NCBI Hyalella azteca Annotation Release 101

The RefSeq genome records for Hyalella azteca were annotated by the NCBI Eukaryotic Genome Annotation Pipeline, an automated pipeline that annotates genes, transcripts and proteins on draft and finished genome assemblies. This report presents statistics on the annotation products, the input data used in the pipeline and intermediate alignment results.

The annotation products are available in the sequence databases and on the FTP site.

This report provides:

Annotation Release information: The name of the release, important dates, the software version
Assemblies: A brief description of the annotated assembly(ies)
Gene and feature statistics: The counts and characteristics of the annotated features
BUSCO results: Annotation completeness assessed with BUSCO
Alignment of the annotated proteins to a set of high-quality proteins: The number of annotated proteins with hits to a set of high-quality proteins
Masking of genomic sequence: How much of the genome was masked
Transcript and protein alignments: The number and type of evidence retrieved from public databases and used for gene prediction
Similarity of current and previous assembly: The similarity of the current and previous assembly
Comparison of the current and previous annotations: What proportion of the genes changed in this annotation

For more information on the annotation process, please visit the NCBI Eukaryotic Genome Annotation Pipeline page.

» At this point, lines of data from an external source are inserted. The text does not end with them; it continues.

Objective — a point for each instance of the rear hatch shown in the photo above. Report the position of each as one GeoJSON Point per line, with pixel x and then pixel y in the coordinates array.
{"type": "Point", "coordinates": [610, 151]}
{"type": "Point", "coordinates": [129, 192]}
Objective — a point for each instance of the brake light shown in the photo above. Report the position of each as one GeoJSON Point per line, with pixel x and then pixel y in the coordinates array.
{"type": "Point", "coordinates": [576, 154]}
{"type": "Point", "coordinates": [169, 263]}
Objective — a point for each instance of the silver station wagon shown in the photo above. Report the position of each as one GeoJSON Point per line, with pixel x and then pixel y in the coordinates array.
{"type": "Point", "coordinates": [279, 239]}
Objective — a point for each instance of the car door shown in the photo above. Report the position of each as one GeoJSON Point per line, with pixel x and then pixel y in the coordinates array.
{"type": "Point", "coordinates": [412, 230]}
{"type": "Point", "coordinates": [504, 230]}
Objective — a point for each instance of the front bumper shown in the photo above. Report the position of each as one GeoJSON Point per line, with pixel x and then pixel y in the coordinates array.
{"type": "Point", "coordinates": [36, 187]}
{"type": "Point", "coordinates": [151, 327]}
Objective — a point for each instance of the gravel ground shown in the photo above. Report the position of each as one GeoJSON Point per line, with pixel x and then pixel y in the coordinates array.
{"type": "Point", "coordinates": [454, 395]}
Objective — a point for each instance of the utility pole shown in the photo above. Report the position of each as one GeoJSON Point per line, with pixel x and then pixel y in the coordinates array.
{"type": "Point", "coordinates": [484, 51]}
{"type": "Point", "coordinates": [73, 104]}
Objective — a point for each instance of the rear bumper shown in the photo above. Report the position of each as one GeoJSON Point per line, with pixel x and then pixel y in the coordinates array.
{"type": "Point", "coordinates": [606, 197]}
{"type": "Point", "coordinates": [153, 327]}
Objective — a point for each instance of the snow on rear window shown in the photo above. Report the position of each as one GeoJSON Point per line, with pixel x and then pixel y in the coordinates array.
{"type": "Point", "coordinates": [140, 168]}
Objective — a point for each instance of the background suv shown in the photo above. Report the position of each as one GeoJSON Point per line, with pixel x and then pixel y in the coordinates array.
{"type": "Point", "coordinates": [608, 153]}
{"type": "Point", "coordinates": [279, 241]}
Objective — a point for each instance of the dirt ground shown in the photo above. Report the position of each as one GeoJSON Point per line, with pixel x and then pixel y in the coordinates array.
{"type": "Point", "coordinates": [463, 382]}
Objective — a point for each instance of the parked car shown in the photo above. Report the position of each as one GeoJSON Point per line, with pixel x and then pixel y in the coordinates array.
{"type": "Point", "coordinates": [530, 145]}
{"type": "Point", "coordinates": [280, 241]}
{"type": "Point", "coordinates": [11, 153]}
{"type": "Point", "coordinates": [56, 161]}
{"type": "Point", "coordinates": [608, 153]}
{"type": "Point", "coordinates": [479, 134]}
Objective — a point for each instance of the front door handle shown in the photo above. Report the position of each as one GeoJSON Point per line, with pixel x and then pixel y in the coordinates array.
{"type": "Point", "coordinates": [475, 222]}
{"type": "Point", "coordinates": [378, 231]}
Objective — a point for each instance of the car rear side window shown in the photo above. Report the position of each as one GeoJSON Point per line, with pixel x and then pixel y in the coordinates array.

Annotation Release information

This annotation should be referred to as NCBI Hyalella azteca Annotation Release 101

Annotation release ID: 101
Date of Entrez queries for transcripts and proteins: Apr 28 2022
Date of submission of annotation to the public databases: Apr 29 2022
Software version: 9.0

Assemblies

The following assemblies were included in this annotation run:

Assembly name	Assembly accession	Submitter	Assembly date	Reference/Alternate	Assembly content
Hazt_2.0.2	GCF_000764305.2	Baylor College of Medicine	09-09-2019	Reference	1 assembled chromosomes; unplaced scaffolds

Gene and feature statistics

Counts and length of annotated features are provided below for each assembly.

Feature counts

Feature	Hazt_2.0.2
Genes and pseudogenes	18,714
protein-coding	17,163
non-coding	1,488
Transcribed pseudogenes	0
Non-transcribed pseudogenes	62
genes with variants	3,155
Immunoglobulin/T-cell receptor gene segments	0
other	1
mRNAs	22,601
fully-supported	16,868
with > 5% ab initio	2,930
partial	2,041
with filled gap(s)	867
known RefSeq (NM_)	0
model RefSeq (XM_)	22,601
non-coding RNAs	1,804
fully-supported	1,433
with > 5% ab initio	0
partial	2
with filled gap(s)	2
known RefSeq (NR_)	0
model RefSeq (XR_)	1,504
pseudo transcripts	0
fully-supported	0
with > 5% ab initio	0
partial	0
with filled gap(s)	0
known RefSeq (NR_)	0
model RefSeq (XR_)	0
CDSs	22,614
fully-supported	16,868
with > 5% ab initio	3,294
partial	1,942
with major correction(s)	363
known RefSeq (NP_)	0
model RefSeq (XP_)	22,614

Detailed reports

The counts below do not include pseudogenes.

Feature lengths

Feature	Count	Mean length (bp)	Median length (bp)	Min length (bp)	Max length (bp)
Genes	18,652	12,217	7,064	53	444,699
All transcripts	24,405	2,698	2,098	53	60,718
mRNA	22,601	2,838	2,220	189	60,718
misc_RNA	211	2,897	2,164	121	11,207
tRNA	298	73	73	53	87
lncRNA	1,224	859	515	74	16,328
snoRNA	13	136	136	66	214
snRNA	48	126	116	102	193
rRNA	9	841	153	119	3,398
Single-exon transcripts	733	1,472	1,074	267	12,422
coding transcripts (NM_/XM_ )	733	1,472	1,074	267	12,422
CDSs	22,614	1,819	1,314	156	58,620
Exons	139,717	347	158	1	17,704
in coding transcripts (NM_/XM_ )	136,064	347	159	1	17,704
in non-coding transcripts (NR_/XR_ )	4,372	321	130	2	8,493
Introns	120,620	1,706	593	30	241,947
in coding transcripts (NM_/XM_ )	118,216	1,708	593	30	241,947
in non-coding transcripts (NR_/XR_ )	3,083	1,605	551	30	102,108

Transcripts per gene, exons per transcript

	Mean	Median	Min	Max
Number of transcripts per gene	1.31	1	1	50
Number of exons per transcript	7.81	6	1	141

BUSCO analysis of gene annotation

BUSCO v4.1.4 was run in "protein" mode on the annotated gene set picking one longest protein per gene, and run using the arthropoda_odb10 lineage dataset. Results are reported for the gene set from the primary assembly unit, and presented in BUSCO notation.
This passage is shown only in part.